Today I picked up my dad’s ashes—or “cremains” as they’re known to the bereavement industry—from the funeral home here on the Vineyard. The biodegradable cotton urn was packed in a small burgundy tote bag, suitable for small grocery runs, I expect.
I first placed the ashes on the floor behind the passenger seat, but as I began to drive with my “dad” in the back, I suddenly felt like a chauffeur. Too impersonal. Too formal for the humble man. I stopped the car (a red, 1999 Izuzu with”CLIFRD” plates and a tiny stuffed Clifford hanging from the rearview mirror) and swung the bag around to rest on the passenger seat beside me.
Patting the sack I proclaimed “let’s go, daddy-O,” and drove off, employing the term of endearment I used most frequently in these last few months with my dad.

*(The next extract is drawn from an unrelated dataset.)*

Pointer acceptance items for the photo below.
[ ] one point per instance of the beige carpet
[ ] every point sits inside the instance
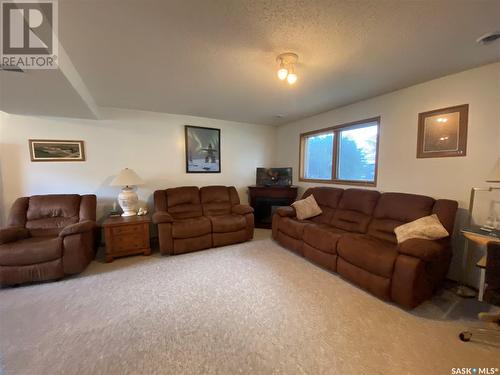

I put dad’s ashes under the tree until his interment ceremony, a few days after Christmas.
Until then I make my daily trips to the Edgartown post office, bringing home stacks of cards. If they are addressed to my mother, they are condolences; if they have my dad’s name, they are Christmas cards; if addressed to the “Bridwell Family” there’s about a 70% chance it’s a condolence card.
Even without his ashes here, there would be no doubting his presence in the house. Our lovely Christmas spirit.